Ho perso la mattinata a leggermi i giornali tedeschi on line sul naufragio della Costa Concordia, notizia che ha preso le prime pagine visto che sulla nave c’erano 500 passeggeri tedeschi. A Berlino si sono aperti nella notte due comitati di crisi: uno per il naufragio della città galleggiante e l’altro sul naufragio della politica economica di Angela Merkel.

Francamente mi aspettavo che nelle centinaia di commenti emergesse il sarcasmo sulla disorganizzazione italiana, la leggerezza con cui si è portata la nave sugli scogli, la totale impreparazione dell’equipaggio, ma anche la disorganizzazione a terra che tuttora impera. Invece con mia sorpresa molti interventi riguardano la ricerca di mega profitti che induce a costruire navi da crociera altissime e con un equilibrio precario, a fare poca manutenzione e  a imbarcare personale non addestrato.
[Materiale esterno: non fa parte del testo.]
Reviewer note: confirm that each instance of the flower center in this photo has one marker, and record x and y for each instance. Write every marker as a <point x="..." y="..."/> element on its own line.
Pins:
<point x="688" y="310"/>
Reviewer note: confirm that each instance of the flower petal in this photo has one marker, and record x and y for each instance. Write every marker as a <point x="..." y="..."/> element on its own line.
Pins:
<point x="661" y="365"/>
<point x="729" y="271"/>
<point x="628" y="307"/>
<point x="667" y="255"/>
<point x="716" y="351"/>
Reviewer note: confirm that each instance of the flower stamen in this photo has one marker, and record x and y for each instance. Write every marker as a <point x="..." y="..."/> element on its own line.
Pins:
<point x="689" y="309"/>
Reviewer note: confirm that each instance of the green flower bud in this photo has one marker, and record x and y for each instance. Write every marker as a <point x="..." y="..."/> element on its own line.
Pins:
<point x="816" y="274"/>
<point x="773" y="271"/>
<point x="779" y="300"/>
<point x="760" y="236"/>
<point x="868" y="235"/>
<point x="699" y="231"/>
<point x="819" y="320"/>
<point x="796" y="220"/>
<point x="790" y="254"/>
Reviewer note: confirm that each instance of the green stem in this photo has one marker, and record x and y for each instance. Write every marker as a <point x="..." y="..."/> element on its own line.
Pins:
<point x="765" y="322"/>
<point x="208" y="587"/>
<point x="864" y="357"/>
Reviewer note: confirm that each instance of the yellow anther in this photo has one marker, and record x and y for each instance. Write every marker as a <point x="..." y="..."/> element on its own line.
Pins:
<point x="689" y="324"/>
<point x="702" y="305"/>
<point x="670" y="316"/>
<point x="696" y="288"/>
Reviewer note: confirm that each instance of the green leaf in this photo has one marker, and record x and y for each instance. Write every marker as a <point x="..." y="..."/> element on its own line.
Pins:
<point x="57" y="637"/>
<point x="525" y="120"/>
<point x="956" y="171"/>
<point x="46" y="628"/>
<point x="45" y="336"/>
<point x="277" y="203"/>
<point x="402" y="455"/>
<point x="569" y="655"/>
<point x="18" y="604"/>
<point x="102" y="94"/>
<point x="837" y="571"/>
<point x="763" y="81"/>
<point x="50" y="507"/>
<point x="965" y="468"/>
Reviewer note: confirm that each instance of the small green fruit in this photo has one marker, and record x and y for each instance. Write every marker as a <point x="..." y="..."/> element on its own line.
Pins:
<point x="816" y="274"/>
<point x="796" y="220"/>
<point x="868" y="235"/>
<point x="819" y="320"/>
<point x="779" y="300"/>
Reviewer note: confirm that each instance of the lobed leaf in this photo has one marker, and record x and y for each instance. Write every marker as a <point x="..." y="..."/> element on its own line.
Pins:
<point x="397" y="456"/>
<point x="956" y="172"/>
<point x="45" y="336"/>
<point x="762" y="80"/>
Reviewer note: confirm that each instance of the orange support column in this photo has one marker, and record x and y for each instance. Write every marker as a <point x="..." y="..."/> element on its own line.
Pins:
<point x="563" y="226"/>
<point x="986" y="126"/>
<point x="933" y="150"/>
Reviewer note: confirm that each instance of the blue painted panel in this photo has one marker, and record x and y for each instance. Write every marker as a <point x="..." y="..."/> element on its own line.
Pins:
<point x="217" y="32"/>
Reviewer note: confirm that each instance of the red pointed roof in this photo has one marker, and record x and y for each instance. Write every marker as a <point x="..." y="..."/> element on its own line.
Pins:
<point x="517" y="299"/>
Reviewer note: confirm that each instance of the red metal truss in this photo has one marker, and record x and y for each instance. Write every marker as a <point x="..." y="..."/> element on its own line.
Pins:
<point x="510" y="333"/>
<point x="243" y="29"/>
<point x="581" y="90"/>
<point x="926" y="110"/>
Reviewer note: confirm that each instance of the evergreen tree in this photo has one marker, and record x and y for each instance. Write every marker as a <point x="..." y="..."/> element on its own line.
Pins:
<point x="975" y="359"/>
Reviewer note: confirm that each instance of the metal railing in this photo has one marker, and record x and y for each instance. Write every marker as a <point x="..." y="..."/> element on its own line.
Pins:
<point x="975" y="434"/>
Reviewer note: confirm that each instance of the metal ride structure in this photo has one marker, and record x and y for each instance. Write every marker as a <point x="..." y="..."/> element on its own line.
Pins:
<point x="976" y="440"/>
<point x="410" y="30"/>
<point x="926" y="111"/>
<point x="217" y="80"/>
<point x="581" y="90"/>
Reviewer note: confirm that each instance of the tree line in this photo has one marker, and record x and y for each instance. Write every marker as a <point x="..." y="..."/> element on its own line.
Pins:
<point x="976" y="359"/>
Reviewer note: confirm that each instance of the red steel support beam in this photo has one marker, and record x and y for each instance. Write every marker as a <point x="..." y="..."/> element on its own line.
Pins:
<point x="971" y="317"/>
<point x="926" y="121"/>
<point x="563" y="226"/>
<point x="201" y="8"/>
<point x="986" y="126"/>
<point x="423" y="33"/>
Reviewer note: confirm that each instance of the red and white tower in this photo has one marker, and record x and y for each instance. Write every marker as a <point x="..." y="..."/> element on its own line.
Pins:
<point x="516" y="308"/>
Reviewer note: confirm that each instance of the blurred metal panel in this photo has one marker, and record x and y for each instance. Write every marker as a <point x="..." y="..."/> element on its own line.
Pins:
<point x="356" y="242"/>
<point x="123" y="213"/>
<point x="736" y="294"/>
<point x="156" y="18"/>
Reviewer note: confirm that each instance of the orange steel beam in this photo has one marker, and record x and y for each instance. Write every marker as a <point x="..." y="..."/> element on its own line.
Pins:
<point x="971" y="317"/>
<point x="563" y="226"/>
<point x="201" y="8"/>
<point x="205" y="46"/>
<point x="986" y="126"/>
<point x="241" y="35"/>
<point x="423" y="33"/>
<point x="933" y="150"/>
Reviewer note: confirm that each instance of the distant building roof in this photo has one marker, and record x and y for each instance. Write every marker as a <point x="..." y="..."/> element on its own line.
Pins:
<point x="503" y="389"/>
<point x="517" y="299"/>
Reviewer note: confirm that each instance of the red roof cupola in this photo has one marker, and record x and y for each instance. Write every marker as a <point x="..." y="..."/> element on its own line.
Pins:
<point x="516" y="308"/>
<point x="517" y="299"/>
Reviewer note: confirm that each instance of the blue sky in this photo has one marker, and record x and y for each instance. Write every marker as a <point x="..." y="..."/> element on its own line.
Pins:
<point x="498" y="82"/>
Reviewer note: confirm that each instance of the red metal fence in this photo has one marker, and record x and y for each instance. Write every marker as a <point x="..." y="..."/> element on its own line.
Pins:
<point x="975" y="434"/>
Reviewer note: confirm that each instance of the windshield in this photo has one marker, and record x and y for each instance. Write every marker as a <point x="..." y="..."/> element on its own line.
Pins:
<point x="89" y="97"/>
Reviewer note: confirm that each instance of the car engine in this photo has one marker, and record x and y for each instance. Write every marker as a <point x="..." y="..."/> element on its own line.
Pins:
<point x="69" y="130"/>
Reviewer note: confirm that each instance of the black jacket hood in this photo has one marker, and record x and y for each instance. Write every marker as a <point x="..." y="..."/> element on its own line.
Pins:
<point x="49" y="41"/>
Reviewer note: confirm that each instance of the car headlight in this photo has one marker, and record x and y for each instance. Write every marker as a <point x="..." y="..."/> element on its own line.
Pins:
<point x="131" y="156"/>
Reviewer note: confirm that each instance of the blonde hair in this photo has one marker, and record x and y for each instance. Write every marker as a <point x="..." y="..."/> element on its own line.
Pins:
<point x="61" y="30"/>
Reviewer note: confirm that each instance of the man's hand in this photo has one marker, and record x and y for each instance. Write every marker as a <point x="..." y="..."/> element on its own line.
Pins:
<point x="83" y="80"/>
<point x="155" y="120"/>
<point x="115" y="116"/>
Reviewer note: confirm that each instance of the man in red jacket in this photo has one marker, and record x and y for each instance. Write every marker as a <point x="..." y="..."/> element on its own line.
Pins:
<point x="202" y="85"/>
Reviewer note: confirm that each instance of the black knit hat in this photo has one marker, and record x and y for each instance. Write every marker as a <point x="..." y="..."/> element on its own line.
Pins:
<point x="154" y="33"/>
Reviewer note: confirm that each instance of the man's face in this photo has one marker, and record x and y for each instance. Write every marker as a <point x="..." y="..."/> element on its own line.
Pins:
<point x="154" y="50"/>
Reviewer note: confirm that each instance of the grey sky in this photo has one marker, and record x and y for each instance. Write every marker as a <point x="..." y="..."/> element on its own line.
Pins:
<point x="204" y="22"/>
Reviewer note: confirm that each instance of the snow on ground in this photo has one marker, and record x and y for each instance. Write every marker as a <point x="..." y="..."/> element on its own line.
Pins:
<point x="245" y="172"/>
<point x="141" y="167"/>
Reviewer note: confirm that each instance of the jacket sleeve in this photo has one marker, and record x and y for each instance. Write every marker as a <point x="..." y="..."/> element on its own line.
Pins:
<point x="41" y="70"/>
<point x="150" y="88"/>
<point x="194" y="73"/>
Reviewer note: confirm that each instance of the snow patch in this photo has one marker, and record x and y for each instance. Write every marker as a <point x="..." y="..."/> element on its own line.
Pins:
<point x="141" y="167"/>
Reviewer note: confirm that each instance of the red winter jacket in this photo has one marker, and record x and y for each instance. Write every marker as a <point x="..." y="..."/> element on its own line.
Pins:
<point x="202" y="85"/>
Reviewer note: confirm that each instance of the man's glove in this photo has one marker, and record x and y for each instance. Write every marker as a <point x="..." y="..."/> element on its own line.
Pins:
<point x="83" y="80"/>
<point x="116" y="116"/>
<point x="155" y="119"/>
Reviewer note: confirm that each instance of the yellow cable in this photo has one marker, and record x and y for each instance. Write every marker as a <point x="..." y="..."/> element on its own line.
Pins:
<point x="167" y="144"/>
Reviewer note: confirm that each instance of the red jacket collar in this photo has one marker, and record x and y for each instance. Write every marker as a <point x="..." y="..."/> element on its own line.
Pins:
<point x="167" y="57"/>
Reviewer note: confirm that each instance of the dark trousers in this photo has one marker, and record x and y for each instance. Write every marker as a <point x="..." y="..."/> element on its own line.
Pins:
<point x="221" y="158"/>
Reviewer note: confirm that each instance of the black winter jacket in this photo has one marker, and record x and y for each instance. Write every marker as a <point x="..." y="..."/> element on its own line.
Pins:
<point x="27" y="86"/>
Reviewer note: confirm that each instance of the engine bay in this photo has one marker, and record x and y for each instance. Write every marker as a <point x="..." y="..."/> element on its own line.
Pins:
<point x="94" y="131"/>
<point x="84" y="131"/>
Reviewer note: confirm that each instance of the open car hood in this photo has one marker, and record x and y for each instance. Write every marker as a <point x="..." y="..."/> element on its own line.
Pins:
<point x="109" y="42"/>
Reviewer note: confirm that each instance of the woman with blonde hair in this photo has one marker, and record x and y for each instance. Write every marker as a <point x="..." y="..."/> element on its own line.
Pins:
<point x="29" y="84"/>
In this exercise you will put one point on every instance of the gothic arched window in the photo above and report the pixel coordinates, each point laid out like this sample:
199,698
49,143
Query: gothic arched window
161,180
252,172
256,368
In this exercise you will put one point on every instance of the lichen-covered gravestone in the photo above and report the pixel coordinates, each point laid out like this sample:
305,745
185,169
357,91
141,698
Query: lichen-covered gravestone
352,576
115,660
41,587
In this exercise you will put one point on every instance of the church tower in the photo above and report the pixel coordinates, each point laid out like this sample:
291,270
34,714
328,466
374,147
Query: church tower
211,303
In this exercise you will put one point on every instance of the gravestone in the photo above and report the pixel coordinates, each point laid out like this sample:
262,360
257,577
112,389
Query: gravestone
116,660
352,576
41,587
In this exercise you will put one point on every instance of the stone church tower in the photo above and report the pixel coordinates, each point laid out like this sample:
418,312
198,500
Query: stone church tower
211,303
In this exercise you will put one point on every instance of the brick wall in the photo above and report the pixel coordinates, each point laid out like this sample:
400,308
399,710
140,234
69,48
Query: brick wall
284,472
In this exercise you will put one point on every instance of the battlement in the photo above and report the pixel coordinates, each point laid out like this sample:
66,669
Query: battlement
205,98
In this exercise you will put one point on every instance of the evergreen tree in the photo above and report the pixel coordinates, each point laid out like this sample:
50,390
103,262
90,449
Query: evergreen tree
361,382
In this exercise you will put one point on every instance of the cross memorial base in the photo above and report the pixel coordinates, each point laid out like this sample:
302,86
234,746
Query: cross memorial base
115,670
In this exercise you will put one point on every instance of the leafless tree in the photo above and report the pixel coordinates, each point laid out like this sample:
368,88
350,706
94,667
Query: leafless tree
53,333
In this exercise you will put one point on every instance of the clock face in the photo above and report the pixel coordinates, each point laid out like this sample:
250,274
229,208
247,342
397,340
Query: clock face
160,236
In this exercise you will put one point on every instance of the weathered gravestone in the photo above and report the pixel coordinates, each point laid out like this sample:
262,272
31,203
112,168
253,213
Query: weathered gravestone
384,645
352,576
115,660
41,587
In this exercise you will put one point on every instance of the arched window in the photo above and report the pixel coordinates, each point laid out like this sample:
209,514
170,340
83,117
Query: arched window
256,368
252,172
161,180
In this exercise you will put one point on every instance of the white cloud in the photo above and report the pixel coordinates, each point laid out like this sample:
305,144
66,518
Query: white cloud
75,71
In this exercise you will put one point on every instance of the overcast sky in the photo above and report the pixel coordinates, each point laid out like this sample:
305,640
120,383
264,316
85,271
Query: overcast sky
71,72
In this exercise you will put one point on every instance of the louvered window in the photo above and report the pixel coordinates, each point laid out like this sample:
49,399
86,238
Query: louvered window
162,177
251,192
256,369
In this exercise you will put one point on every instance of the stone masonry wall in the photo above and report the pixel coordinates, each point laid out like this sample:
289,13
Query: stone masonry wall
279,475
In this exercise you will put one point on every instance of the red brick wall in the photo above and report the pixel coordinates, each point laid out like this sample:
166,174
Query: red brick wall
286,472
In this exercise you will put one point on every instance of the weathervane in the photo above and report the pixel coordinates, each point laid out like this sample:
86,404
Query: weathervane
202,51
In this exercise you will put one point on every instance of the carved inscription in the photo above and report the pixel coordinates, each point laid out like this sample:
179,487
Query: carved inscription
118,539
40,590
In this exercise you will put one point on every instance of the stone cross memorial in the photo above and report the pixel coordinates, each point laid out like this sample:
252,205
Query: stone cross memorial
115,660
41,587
Un male dal quale evidentemente nessuno si sente più al riparo.

In effetti dal naufragio avremmo molto da imparare sia su queste logiche di fondo, sia sul fatto evidente che questo Paese di tutto ha bisogno fuorché di alimentare meccanismi che favoriscono l’incompetenza e la disorganizzazione: i bassissimi salari, la precarietà dichiarata e quella grottescamente nascosta dalle furbate di Ichino, il lassismo dei controlli per favorire potentati, la disorganizzazione che nasce spontanea da questi terreni di coltura, l’idea della scuola come qualcosa che abbia a che vedere col business, il licenziamento facile anche per chi ha esperienza, però costa troppo per l’avidità di padroncini e consigli di amministrazione.

Ma invece di imparare anche dagli eventi tragici ci stiamo preparando a fare del Paese e del suo equipaggio una gigantesca Costa Concordia, dove il basso costo dovrebbe sopperire alle carenze e all’inconsistenza dell’insieme, lasciando una struttura in equilibrio già precario in balia di qualsiasi intoppo o emergenza, esposto ai naufragi e  senza nemmeno i salvagente, dicendoci per giunta, guardate com’è moderno. E per fare questo si chiede ovviamente Concordia.